Single by Justin Bieber featuring Don Toliver
- Released: April 29, 2022
- Genre: R&B; hip hop;
- Length: 3:13
- Label: Def Jam
- Songwriters: Justin Bieber; Caleb Toliver; Tyshane Thompson; Sony de Sousa Ramos; Azul Wynter; Donny Flores; Simon Plummer; Alecia Gibson;
- Producers: Beam; Sonni; Wynter;

Justin Bieber singles chronology
| "Up at Night" (2022) | "Honest" (2022) | "Private Landing" (2023) |

Don Toliver singles chronology
| "Flocky Flocky" (2021) | "Honest" (2022) | "Scrape It Off" (2022) |

Music video
- "Honest" on YouTube

= Honest (Justin Bieber song) =

"Honest" is a song by Canadian singer Justin Bieber featuring American rapper and singer Don Toliver. It was released as a single through Def Jam Recordings on April 29, 2022. The song was written alongside Donny Flores, Simon Plummer, Alecia Gibson, and producers Beam, Sonni, and Azul Wynter. It marks the second collaboration between the two artists, following their 2021 joint collaborative single with American record producer Skrillex titled "Don't Go".

==Background==
"Honest" serves as Bieber's first official single since "Ghost" from his sixth studio album, Justice (2021), although he had released a few collaborations with other artists that were all singles after that.

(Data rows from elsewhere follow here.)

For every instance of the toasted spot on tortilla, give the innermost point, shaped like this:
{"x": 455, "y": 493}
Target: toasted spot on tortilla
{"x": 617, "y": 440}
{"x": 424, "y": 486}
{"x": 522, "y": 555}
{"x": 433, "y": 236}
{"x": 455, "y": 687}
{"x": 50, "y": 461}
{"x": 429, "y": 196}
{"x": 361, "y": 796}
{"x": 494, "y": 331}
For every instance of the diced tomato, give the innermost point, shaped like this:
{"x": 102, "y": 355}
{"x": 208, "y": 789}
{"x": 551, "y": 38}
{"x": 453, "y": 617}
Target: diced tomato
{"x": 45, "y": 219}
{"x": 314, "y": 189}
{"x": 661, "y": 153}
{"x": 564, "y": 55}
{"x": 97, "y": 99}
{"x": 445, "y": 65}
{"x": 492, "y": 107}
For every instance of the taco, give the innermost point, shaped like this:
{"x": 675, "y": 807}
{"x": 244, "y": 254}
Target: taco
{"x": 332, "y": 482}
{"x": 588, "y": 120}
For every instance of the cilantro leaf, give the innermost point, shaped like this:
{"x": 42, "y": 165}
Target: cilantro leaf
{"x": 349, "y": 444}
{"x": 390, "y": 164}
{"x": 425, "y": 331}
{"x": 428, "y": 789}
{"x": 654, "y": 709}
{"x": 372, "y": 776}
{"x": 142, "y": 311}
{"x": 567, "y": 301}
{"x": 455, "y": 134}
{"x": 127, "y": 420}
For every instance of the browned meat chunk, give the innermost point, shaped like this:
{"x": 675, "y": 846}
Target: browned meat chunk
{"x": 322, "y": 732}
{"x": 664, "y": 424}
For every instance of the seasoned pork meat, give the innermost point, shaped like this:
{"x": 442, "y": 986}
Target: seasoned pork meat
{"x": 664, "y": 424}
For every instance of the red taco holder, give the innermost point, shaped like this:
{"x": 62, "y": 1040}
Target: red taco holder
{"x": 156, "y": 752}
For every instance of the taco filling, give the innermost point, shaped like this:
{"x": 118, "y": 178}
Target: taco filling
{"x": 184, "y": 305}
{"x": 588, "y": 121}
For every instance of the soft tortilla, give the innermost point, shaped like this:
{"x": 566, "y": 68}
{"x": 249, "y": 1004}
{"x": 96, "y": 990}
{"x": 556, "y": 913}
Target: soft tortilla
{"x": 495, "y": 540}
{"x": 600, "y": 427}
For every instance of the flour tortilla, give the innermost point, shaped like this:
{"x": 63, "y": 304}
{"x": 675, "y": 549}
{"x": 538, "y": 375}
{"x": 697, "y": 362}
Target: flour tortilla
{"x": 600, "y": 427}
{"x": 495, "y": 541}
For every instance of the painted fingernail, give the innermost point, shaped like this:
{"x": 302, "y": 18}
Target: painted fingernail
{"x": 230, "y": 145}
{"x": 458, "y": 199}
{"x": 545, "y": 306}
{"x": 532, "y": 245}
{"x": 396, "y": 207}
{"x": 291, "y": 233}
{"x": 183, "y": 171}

In an interview with SiriusXM, Bieber said that he was trying to make something more lighter and upbeat as "Ghost" sees him singing about the death of a loved one and other sensitive topics, adding that he could connect with the drum patterns of the song as he plays the drums. On May 3, 2022, Bieber was interviewed by Ebro Darden from Apple Music. Bieber discussed Jamaican-American rapper and singer Beam's involvement in the production and songwriting of "Honest", in which he said that Beam "helped write this song and yeah, once again, his little pockets are crazy and I love experimenting with new pockets, new rhythms", specifically because "I'm a drummer, so for me being able to experiment with those little pockets is it's fun". About Toliver, Bieber admitted that "I just love his melodies these are honestly insane. He has a really amazing cadence to his songs and his music. And I'm just a genuine fan. He's very unique."

==Music video==
The official music video for "Honest", directed by Cole Bennett of Lyrical Lemonade, premiered on Lyrical Lemonade's YouTube channel alongside the song on April 29, 2022. It has a winter vibe to it and sees Bieber and Toliver riding on jet skis.

=== Plot ===
As the video for "Honest" begins, Bieber sports an orange ski mask, which only shows his eyes and mouth uncovered. He then appears in a ski lodge, now dressed up in all-white winter clothing, watching the snow fall out through the window. Toliver later joins Bieber and the two artists ride through the woods in snowmobiles. Bieber and Toliver sit around a fireplace with loved ones, but as enemies show up, the duo grab guns and start shooting at them.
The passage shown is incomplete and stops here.